- North American box art
- Developer: LucasArts
- Publisher: LucasArts
- Director: Dan Connors
- Producers: Michael Gallo; Bryan Davis;
- Designer: Christopher Ross
- Programmer: Kevin Bruner
- Artist: Ian Milham
- Composer: Mark Griskey
- Series: Star Wars
- Platform: Xbox
- Release: NA: December 19, 2001; EU: March 29, 2002;
- Genre: Action-adventure
- Modes: Single-player, multiplayer

= Star Wars: Obi-Wan =

2001 video game

Star Wars: Obi-Wan, originally titled Star Wars: Episode I: Obi-Wan, is a 2001 action-adventure video game developed and published by LucasArts and released exclusively for Xbox on December 19, 2001 in North America and March 29, 2002 in Europe. It is set in the Legends canonicity of the Star Wars universe. Players control the Jedi Obi-Wan Kenobi around 32 years before the Battle of Yavin, shortly prior to and during the events of the 1999 film The Phantom Menace. The game received generally mixed reviews upon its release.

==Gameplay==

Obi-Wan takes on the Training Droid

In Star Wars: Obi-Wan, the player controls Obi-Wan Kenobi during a sequence of events prior to and leading up to The Phantom Menace. The game is unique in that lightsaber combat is controlled using the right analog stick of the Xbox controller. By moving the stick in specific motions Kenobi will swing his lightsaber in a related motion. The character has a variety of Force powers at his disposal. One power provides a version of bullet time, slowing the area around the character, effectively allowing players to attack slowed-down enemies, or evade to cover. Other powers allow him to jump higher, move objects, and disarm enemies. Kenobi will perform a 180-degree turn with the press of a button, allowing the player to instantly spin and attack enemies behind them. Aside from the lightsaber, weapons such as blasters, ion grenades, and turrets can be utilized against enemies. The game supports a multiplayer mode called Jedi Battle, which allows two players to battle each other as any one of the Jedi characters unlocked. Characters may be unlocked by defeating them in the single-player Jedi arena, which becomes available between missions.

==Plot==
Star Wars: Obi-Wan is a retelling of the events of The Phantom Menace, beginning with Obi-Wan surviving an attempt on his life by a criminal outfit called the Black Heth on Coruscant. He reports this to the Jedi Council, who informs him that the Black Heth have been growing in strength and that an informant planted by the city guard has been exposed and taken to the gang's hideout. Mace Windu tasks Obi-Wan with rescuing him; the informant reveals that arms dealers are selling large quantities of weapons to the Black Heth to destabilize Coruscant.
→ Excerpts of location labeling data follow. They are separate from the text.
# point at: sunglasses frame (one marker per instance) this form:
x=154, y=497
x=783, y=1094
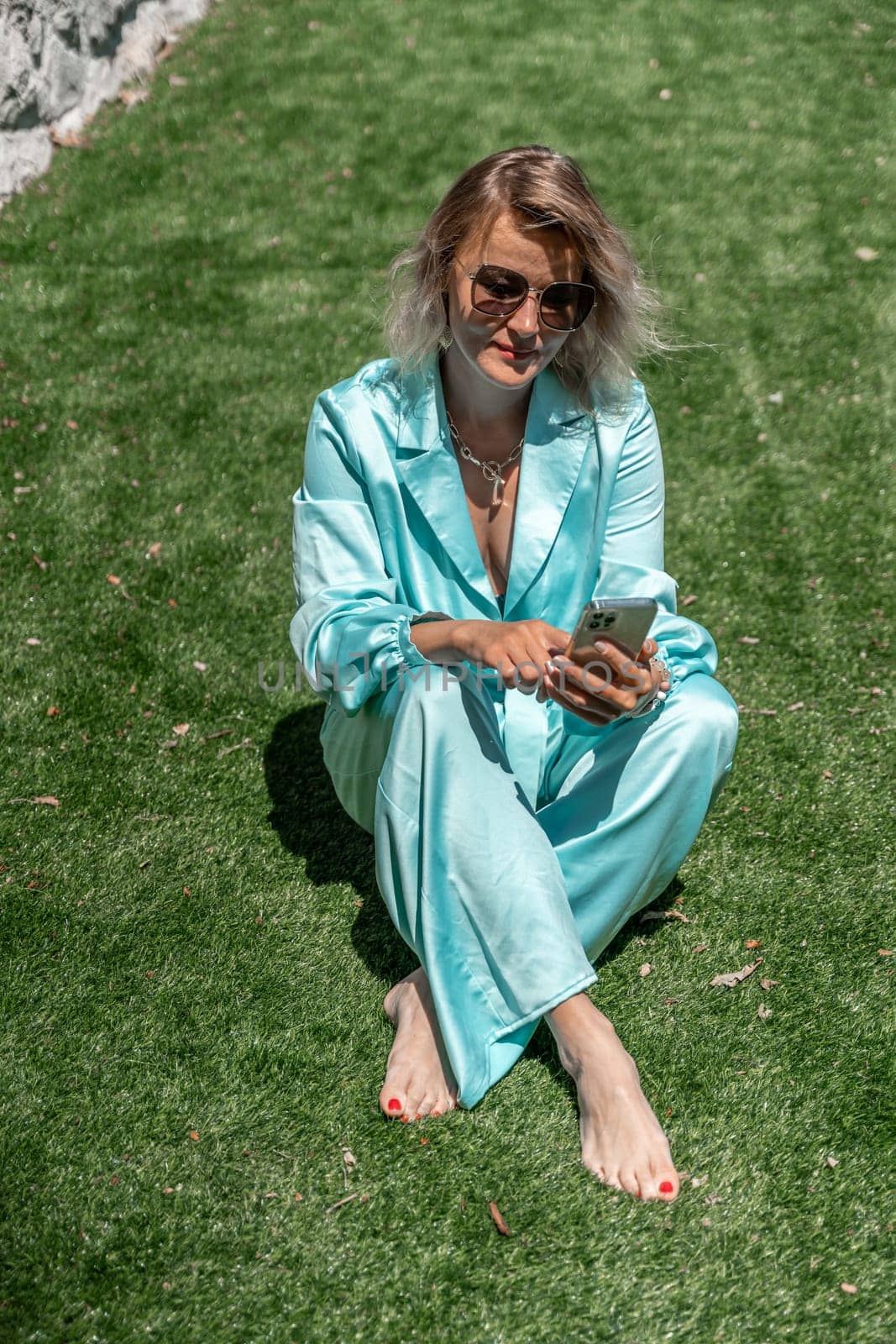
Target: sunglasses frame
x=530, y=289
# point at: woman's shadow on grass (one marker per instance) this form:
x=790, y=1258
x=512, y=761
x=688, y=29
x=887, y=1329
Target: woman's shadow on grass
x=312, y=824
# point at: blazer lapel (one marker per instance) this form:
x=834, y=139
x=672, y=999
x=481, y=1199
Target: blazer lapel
x=427, y=464
x=557, y=437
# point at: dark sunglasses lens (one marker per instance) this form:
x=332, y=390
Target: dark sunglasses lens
x=566, y=307
x=497, y=291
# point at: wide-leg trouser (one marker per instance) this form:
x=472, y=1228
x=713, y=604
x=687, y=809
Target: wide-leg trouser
x=506, y=906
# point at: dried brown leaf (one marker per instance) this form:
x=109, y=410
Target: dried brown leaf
x=732, y=978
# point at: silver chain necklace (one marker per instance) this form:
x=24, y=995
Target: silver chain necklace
x=492, y=470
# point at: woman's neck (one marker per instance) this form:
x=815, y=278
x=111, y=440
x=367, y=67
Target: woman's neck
x=483, y=407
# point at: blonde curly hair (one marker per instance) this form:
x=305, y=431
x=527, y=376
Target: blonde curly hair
x=546, y=190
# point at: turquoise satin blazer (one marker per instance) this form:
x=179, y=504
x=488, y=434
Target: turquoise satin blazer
x=382, y=531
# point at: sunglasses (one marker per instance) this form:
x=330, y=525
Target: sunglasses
x=499, y=292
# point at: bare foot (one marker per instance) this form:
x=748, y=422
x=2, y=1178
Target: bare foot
x=418, y=1077
x=622, y=1142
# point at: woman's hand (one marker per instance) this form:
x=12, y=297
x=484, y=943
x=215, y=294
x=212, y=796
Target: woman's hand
x=609, y=685
x=519, y=651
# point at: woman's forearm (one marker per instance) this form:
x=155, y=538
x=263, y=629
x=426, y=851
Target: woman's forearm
x=443, y=642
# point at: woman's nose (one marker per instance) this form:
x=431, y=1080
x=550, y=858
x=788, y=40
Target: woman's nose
x=526, y=319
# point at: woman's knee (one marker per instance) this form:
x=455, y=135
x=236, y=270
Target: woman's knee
x=710, y=716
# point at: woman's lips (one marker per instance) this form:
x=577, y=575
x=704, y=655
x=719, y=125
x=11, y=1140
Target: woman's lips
x=512, y=354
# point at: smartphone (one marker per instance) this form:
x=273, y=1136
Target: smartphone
x=625, y=620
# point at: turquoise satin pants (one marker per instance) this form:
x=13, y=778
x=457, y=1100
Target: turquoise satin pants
x=506, y=905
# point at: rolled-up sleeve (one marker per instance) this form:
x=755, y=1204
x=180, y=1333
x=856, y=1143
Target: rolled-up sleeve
x=631, y=562
x=348, y=632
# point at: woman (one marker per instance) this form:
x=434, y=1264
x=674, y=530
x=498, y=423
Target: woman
x=459, y=506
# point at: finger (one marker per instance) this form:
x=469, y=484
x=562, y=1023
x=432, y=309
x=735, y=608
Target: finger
x=555, y=638
x=590, y=712
x=593, y=683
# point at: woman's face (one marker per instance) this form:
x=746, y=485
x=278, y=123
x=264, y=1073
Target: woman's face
x=510, y=351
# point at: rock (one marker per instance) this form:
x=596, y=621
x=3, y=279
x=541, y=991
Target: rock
x=60, y=60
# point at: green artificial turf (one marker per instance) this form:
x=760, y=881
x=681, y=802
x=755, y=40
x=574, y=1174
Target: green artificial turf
x=194, y=948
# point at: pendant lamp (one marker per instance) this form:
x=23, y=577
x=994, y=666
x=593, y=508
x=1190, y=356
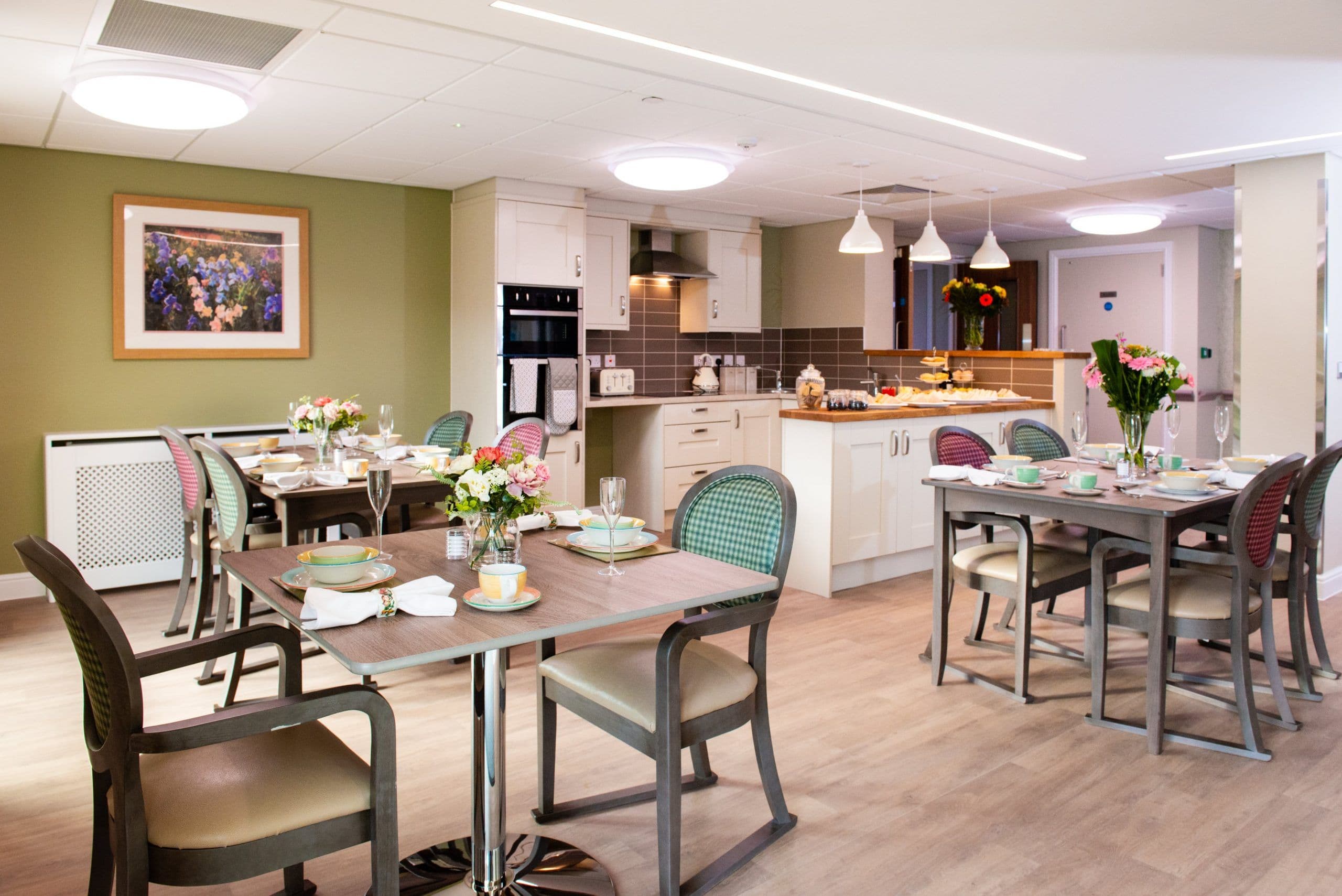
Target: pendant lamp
x=861, y=239
x=929, y=246
x=990, y=255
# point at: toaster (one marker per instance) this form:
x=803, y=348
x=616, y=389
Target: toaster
x=612, y=381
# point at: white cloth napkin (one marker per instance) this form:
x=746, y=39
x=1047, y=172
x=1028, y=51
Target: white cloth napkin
x=428, y=596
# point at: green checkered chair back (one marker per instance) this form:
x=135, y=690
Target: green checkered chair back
x=1035, y=440
x=450, y=429
x=739, y=517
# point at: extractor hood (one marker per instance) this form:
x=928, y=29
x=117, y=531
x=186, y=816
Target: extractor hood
x=657, y=256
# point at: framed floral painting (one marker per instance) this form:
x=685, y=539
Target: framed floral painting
x=199, y=279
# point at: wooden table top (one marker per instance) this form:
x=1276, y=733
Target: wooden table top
x=573, y=599
x=1053, y=499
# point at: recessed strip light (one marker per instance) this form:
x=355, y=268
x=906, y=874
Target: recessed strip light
x=779, y=75
x=1261, y=145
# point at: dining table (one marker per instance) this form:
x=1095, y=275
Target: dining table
x=301, y=509
x=1117, y=509
x=573, y=599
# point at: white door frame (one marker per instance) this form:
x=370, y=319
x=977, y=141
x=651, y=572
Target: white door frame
x=1127, y=249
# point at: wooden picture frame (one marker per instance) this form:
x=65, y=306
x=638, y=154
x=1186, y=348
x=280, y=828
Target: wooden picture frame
x=172, y=301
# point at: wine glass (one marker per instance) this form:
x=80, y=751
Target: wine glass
x=1221, y=428
x=380, y=495
x=1079, y=431
x=612, y=505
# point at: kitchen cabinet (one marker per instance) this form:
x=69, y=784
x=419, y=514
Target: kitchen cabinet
x=605, y=296
x=568, y=470
x=729, y=302
x=540, y=244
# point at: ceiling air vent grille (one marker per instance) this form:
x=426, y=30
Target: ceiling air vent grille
x=191, y=34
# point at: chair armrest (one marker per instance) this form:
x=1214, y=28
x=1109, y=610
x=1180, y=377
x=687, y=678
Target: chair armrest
x=218, y=645
x=246, y=721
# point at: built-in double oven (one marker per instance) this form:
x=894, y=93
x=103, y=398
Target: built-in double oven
x=536, y=322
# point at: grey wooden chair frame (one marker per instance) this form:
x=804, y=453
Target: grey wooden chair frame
x=120, y=840
x=238, y=539
x=672, y=736
x=1244, y=578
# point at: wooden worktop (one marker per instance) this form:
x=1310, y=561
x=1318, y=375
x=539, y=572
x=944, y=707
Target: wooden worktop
x=905, y=414
x=961, y=353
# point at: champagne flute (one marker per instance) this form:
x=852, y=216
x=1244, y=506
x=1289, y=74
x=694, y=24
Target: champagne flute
x=1079, y=431
x=380, y=495
x=612, y=505
x=1221, y=428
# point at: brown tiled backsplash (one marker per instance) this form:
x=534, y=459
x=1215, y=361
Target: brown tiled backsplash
x=662, y=357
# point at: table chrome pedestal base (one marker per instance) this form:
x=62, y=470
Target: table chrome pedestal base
x=536, y=867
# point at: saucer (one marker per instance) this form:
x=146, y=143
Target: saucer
x=475, y=599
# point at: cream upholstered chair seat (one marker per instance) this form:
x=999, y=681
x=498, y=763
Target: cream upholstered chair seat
x=235, y=792
x=1194, y=596
x=998, y=560
x=621, y=675
x=1281, y=563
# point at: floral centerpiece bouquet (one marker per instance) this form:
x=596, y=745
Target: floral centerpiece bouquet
x=1137, y=379
x=973, y=302
x=490, y=487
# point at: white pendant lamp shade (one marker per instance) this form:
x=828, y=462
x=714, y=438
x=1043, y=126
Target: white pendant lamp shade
x=672, y=168
x=861, y=239
x=990, y=255
x=159, y=94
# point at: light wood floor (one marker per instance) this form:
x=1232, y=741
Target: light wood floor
x=901, y=788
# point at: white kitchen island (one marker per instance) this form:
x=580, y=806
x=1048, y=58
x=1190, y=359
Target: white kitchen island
x=863, y=514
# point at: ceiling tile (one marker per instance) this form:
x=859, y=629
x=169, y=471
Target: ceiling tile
x=53, y=20
x=416, y=35
x=345, y=62
x=521, y=93
x=428, y=133
x=123, y=141
x=368, y=168
x=576, y=143
x=562, y=66
x=23, y=131
x=629, y=114
x=30, y=77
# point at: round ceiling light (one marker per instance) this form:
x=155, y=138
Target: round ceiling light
x=159, y=94
x=672, y=168
x=1116, y=220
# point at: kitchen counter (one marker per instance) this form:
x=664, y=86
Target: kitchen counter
x=907, y=414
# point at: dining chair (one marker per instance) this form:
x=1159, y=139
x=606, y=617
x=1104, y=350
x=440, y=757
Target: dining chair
x=528, y=435
x=453, y=428
x=1295, y=575
x=224, y=796
x=661, y=694
x=1207, y=607
x=234, y=506
x=1024, y=572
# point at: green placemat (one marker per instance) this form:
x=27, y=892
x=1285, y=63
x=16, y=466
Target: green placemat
x=651, y=550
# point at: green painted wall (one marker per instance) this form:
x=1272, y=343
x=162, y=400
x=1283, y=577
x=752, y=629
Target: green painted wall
x=379, y=309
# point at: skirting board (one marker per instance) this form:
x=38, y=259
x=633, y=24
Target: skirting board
x=17, y=585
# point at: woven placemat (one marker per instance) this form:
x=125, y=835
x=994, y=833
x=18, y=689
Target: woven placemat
x=651, y=550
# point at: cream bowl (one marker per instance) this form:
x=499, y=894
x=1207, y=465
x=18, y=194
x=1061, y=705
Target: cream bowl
x=1183, y=479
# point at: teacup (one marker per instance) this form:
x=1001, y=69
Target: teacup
x=1082, y=481
x=502, y=582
Obi-Wan tries and fails to intercept the dealers as they evacuate the planet; the Council determines they are a tribal species called Jin'ha. As the Jin'ha is too primitive a race to manufacture such deadly arms themselves, Jedi Masters Plo Koon and Eeth Koth are sent on a mission to their homeworld, Obredaan, to investigate. The ship transporting them disappears, and Obi-Wan, accompanied by Qui-Gon, is ordered to complete the mission instead. While Qui-Gon locates the two captured Jedi, Obi-Wan discovers a vast mining and refinery complex beneath Obredaan built to process cortosis. This lightsaber-resistant mineral could be used to craft weapons ideal for combatting Jedi. As the group leaves, they spot a ship from the Trade Federation leaving Obredaan.

When representatives from the Federation deny any knowledge of the Jin'ha's activities, Qui-Gon and Obi-Wan are given an official assignment to meet with Federation Viceroy Nute Gunray and inspect his facilities. Upon boarding the Viceroy's ship, the Jedi are placed in a conference room that slowly fills with poisonous gas as a squad of Federation droids arrive with orders to kill them. The pair escape and attempt to storm the ship's bridge, but are forced to retreat in the face of superior firepower. Instead, Qui-Gon instructs his apprentice to sabotage the ship's communications array and disable its engines, cutting the ship off from the rest of the Federation fleet and forcing it to land on the nearest planet, Naboo. Upon landing, they discover that the Federation has launched a full-scale invasion.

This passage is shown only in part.